The problem is that the function doesn't know what the size of the buffers are. From the MSDN documentation:
The first argument, strDestination,
must be large enough to hold the
current strDestination and strSource
combined and a closing '\0';
otherwise, a buffer overrun can occur.
strcat_s takes an extra argument telling it the size of the buffer. This allows it to validate the sizes before doing the concat, and will prevent overruns. See http://msdn.microsoft.com/en-us/library/d45bbxx4.aspx
Because it has no means of checking to see if the destination string (prefix) in your case will be written past its bounds. strcat essentially works by looping, copying byte-by-byte the source string into the destination.
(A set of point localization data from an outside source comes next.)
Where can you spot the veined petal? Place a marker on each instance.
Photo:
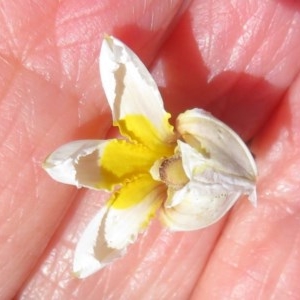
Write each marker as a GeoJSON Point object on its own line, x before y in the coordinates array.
{"type": "Point", "coordinates": [200, 205]}
{"type": "Point", "coordinates": [131, 210]}
{"type": "Point", "coordinates": [205, 170]}
{"type": "Point", "coordinates": [217, 141]}
{"type": "Point", "coordinates": [131, 91]}
{"type": "Point", "coordinates": [92, 253]}
{"type": "Point", "coordinates": [76, 163]}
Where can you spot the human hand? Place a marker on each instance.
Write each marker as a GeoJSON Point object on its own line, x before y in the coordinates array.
{"type": "Point", "coordinates": [240, 63]}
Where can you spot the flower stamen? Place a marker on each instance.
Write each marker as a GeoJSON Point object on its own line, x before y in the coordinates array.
{"type": "Point", "coordinates": [171, 172]}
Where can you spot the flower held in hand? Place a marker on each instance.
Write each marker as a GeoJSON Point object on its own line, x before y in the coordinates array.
{"type": "Point", "coordinates": [192, 175]}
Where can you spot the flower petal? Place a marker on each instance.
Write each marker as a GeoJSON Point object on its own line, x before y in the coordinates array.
{"type": "Point", "coordinates": [92, 253]}
{"type": "Point", "coordinates": [132, 93]}
{"type": "Point", "coordinates": [200, 205]}
{"type": "Point", "coordinates": [76, 163]}
{"type": "Point", "coordinates": [131, 210]}
{"type": "Point", "coordinates": [208, 195]}
{"type": "Point", "coordinates": [217, 141]}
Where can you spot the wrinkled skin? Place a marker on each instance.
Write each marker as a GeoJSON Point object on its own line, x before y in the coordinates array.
{"type": "Point", "coordinates": [237, 59]}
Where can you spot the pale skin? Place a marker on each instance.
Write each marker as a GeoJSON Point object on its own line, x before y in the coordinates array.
{"type": "Point", "coordinates": [239, 60]}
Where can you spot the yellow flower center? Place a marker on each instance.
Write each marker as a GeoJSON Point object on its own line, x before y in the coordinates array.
{"type": "Point", "coordinates": [124, 160]}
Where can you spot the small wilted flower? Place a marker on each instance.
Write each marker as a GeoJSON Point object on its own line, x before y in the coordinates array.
{"type": "Point", "coordinates": [192, 175]}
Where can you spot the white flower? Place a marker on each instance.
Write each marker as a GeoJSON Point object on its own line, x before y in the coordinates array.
{"type": "Point", "coordinates": [192, 175]}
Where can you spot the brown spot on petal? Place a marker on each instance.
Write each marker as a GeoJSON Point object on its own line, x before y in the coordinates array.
{"type": "Point", "coordinates": [171, 172]}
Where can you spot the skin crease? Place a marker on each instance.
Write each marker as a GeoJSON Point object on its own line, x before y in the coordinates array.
{"type": "Point", "coordinates": [238, 59]}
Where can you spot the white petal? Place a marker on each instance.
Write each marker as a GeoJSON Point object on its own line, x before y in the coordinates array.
{"type": "Point", "coordinates": [122, 226]}
{"type": "Point", "coordinates": [206, 133]}
{"type": "Point", "coordinates": [200, 206]}
{"type": "Point", "coordinates": [129, 87]}
{"type": "Point", "coordinates": [92, 253]}
{"type": "Point", "coordinates": [76, 163]}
Its stops when it sees a value "0" (notated by '\0') called a null terminal. Since C has no built in bounds checking, and the dest str is just a place in memory, strcat will continue going ad-infinidium even if it blows past the source str or the dest. str doesn't have a null terminal.
The solutions above are platform-specific to your windows environment. If you want something platform independent, you have to wrangle with strncat:
strncat(char* dest, const char* src, size_t count)
This is another option when used intelligently. You can use count to specify the max number of characters to copy. To do this, you have to figure out how much space is available in dest (how much you allocated - strlen(dest)) and pass that as count.
To turn the warning off, you can do this.
#pragma warning(disable:4996)
btw, I strongly recommend that you use strcat_s().
There are two problems with strcat. First, you have to do all your validation outside the function, doing work that is almost the same as the function:
if(pDest+strlen(pDest)+strlen(pScr) < destSize)
You have to walk down the entire length of both strings just to make sure it will fit, before walking down their entire length AGAIN to do the copy. Because of this, many programmers will simply assume that it will fit and skip the test. Even worse, it may be that when the code is first written it is GUARANTEED to fit, but when someone adds another strcat, or changes a buffer size or constant somewhere else in the program, you now have issues.
The other problem is if pSrc and pDst overlap. Depending on your compiler, strcat may very well be simple loop that checks a character at a time for a 0 in pSrc. If pDst overwrites that 0, then you will get into a loop that will run until your program crashes.